Morro Rock, el tapón volcánico rodeado de una biodiversidad infinita

A unos 20 minutos en coche desde San Luis Obispo está Morro Rock, una de las formaciones geológicas más emblemáticas del Big Sur. Es un cuello o tapón volcánico que forma parte del Morro Rock State Park, una zona protegida que rodea la bonita localidad portuaria de Morro Bay. Es una parada más que recomendable en la ruta que une Los Ángeles y San Francisco.

Entre surferos, nutrias marinas y esculturas

Si bien es cierto que el Morro Rock State Park es enorme y tiene un montón de cosas que ver y hacer, nosotros tuvimos que centrar nuestra visita en las inmediaciones del tapón volcánico que le da nombre. Al fin y al cabo, el tiempo siempre escasea en un lugar tan variopinto como el Big Sur y convenía ir a paso ligero en todas las paradas.

¿Qué se puede ver en Morro Rock? Pues básicamente vamos a centrarlo en cuatro tema:

  • La propia Morro Rock: una roca que tiene casi 200 metros de alta y cuya silueta es uno de los grandes emblemas de la costa californiana.
  • Las playas de los alrededores: todo un paraíso del surf. Sus magníficas olas atraen a personas procedentes de medio mundo.
  • La bahía: es un punto de observación excelente de toda la bahía, con una panorámica estupenda del puerto.
  • Su fauna: nutrias, focas, leones marinos… pero también miles de aves. De eso hablaremos en el siguiente apartado.

La manera más fácil de hacer la la visita consiste en ir hasta el parking lot que hay junto a la roca. Desde allí podréis moveros por las playas, bordear la roca y caminar por el Coleman Dr, el paseo marítimo que comunica Morro Rock con el pueblo

Por la zona veréis varios paneles informativos súper interesantes sobre la geología, la flora y la fauna del lugar. También podréis ver Those Who Wait, una escultura de una familia de pescadores que con nostalgia mira al mar.

Una parada clave en la «autopista» Pacific Flyway

Morro Rock está en plena Pacific Flyway, una de las principales rutas de migraciones de aves del planeta. Se trata de un tránsito que conecta Alaska con la Patagonia y por el cual circulan más de un billón de aves cada primavera y cada otoño, ya sea en busca de alimentos, climas más suaves, zonas para anidar o lugares para hibernar.
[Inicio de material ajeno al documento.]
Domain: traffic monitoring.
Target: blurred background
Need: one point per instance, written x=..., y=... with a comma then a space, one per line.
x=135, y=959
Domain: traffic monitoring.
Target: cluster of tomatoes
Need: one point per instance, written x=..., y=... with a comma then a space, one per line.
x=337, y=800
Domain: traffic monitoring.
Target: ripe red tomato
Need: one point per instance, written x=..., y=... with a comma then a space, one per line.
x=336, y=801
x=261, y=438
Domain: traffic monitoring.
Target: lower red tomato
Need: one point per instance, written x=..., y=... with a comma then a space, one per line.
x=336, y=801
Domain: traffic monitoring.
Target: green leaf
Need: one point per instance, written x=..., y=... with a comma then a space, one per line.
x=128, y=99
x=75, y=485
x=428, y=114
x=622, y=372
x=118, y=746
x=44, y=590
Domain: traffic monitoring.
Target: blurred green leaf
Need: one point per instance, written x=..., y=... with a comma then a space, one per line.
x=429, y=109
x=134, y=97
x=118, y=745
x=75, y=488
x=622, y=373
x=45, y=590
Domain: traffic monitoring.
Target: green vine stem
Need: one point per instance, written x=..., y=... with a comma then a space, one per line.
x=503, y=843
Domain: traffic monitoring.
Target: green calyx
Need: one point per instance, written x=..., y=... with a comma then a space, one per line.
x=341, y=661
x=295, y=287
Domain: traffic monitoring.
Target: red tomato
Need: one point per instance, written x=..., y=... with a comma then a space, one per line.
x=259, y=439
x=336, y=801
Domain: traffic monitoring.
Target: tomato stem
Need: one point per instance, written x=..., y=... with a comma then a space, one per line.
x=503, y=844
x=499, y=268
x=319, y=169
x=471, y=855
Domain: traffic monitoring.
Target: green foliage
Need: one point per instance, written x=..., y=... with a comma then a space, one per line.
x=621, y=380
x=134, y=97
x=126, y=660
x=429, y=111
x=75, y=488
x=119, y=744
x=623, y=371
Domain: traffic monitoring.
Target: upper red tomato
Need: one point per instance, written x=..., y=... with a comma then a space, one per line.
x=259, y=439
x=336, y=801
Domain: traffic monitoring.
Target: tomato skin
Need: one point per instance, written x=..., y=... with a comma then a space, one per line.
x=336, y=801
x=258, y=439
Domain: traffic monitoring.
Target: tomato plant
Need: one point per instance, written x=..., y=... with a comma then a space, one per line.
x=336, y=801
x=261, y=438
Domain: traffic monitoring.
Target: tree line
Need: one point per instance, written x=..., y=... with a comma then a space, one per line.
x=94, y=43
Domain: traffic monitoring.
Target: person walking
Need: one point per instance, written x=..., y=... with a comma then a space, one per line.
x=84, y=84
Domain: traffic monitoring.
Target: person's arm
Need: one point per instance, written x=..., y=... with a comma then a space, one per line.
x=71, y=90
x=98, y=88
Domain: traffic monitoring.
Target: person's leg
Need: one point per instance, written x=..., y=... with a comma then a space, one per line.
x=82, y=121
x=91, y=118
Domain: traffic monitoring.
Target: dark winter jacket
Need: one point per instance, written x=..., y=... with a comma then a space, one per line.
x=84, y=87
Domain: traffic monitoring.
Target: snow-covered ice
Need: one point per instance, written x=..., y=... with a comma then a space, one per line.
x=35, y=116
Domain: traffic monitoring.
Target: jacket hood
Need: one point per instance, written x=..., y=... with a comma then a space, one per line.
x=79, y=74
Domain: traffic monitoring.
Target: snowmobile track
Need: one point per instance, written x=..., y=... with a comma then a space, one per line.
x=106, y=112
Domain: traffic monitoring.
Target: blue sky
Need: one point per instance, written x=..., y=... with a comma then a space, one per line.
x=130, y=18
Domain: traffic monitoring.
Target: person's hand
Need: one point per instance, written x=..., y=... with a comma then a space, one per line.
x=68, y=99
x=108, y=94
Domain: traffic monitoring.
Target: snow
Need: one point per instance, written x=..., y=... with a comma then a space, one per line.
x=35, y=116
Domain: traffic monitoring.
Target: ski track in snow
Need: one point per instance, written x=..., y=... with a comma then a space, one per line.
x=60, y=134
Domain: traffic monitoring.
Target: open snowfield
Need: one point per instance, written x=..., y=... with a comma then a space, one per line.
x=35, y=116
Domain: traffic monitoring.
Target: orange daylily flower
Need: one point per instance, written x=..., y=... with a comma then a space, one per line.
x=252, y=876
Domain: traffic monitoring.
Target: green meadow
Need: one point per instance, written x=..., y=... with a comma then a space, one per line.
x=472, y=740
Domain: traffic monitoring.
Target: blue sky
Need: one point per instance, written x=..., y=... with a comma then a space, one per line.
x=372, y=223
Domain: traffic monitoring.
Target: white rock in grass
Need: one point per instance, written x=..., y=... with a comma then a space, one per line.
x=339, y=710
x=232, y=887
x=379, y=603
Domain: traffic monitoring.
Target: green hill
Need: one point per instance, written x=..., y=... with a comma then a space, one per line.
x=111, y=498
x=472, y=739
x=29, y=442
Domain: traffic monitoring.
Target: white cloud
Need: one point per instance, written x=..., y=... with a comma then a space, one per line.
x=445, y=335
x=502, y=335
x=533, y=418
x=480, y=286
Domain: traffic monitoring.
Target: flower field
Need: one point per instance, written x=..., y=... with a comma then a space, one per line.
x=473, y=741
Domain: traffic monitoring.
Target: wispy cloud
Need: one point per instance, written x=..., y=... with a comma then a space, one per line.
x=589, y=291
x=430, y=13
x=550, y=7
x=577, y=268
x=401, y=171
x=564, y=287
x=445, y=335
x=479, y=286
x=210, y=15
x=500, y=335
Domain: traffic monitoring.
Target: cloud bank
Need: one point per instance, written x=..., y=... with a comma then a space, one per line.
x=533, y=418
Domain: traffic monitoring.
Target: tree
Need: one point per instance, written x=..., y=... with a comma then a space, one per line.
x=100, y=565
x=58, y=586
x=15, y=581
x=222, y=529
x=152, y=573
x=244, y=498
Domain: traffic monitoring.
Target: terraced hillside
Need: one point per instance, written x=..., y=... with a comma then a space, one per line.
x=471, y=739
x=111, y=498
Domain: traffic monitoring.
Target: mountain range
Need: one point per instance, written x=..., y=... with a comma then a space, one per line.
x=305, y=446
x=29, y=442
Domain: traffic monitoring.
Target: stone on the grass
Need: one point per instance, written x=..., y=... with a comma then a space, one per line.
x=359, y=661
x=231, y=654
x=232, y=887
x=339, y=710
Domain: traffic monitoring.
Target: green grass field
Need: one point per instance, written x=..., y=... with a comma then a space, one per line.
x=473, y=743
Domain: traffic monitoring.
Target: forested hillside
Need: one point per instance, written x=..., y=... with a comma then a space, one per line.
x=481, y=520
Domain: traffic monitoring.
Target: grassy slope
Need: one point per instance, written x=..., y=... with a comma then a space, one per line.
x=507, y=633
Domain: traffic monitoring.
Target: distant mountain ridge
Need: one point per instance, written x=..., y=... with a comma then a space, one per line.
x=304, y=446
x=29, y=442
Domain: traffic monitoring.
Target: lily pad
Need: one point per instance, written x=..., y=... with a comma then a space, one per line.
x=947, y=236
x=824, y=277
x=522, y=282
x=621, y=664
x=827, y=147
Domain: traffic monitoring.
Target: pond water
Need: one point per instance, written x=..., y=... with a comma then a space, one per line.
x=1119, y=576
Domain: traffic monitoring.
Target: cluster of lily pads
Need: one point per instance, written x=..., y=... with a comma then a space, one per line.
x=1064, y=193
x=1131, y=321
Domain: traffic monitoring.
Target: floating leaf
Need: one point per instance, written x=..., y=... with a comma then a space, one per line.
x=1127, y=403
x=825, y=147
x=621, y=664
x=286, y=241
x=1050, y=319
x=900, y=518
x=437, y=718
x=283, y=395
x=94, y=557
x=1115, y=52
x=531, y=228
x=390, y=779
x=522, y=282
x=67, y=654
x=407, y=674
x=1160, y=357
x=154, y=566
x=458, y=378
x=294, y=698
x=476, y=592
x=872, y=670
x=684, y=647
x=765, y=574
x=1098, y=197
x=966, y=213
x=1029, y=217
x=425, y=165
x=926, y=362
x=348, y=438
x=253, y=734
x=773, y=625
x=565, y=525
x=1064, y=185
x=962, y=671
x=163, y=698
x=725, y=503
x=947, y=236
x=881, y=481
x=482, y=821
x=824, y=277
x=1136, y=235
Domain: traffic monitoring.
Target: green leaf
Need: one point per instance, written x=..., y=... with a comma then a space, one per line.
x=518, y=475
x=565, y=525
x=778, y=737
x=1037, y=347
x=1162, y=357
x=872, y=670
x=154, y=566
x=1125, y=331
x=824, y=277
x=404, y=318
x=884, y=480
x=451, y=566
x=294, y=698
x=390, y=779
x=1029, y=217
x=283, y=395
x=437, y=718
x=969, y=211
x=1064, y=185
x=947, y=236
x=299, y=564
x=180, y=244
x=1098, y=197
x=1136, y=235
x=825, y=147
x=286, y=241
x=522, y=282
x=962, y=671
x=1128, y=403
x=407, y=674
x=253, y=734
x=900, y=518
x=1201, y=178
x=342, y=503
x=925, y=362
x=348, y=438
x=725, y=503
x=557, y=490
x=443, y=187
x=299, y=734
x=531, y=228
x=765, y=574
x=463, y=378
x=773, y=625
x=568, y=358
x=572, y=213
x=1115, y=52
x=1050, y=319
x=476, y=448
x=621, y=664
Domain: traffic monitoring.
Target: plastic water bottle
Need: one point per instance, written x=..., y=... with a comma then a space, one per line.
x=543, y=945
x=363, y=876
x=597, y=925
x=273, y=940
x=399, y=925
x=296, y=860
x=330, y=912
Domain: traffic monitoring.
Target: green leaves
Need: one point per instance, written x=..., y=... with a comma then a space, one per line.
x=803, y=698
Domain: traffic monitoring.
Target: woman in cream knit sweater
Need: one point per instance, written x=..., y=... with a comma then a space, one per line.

Nosotros tuvimos la maravillosa suerte de que el año en que hicimos la visita se había adelantado un poco la migración, así que pudimos disfrutar de un espectáculo absolutamente increíble. No os podéis imaginar lo sobrecogedor que es contemplar miles de aves a la vez, con el consiguiente ruido que forman. ¡Sin palabras!

Morro Bay, ciudad portuaria de manual

Después de visitar Morro Rock, hicimos una breve parada en Morro Bay. Así pudimos contemplar la roca desde otra perspectiva, dar una vuelta por su paseo marítimo y disfrutar de su puerto. Tenemos que decir que vimos tiendas, restaurantes e incluso museos en muy poquito espacio, por lo que tiene pinta de que es una ciudad animadísima. Eso sí, el tiempo apremiaba y teníamos que ir a nuestra siguiente visita, así que no pudimos explorar tanto como nos hubiese gustado.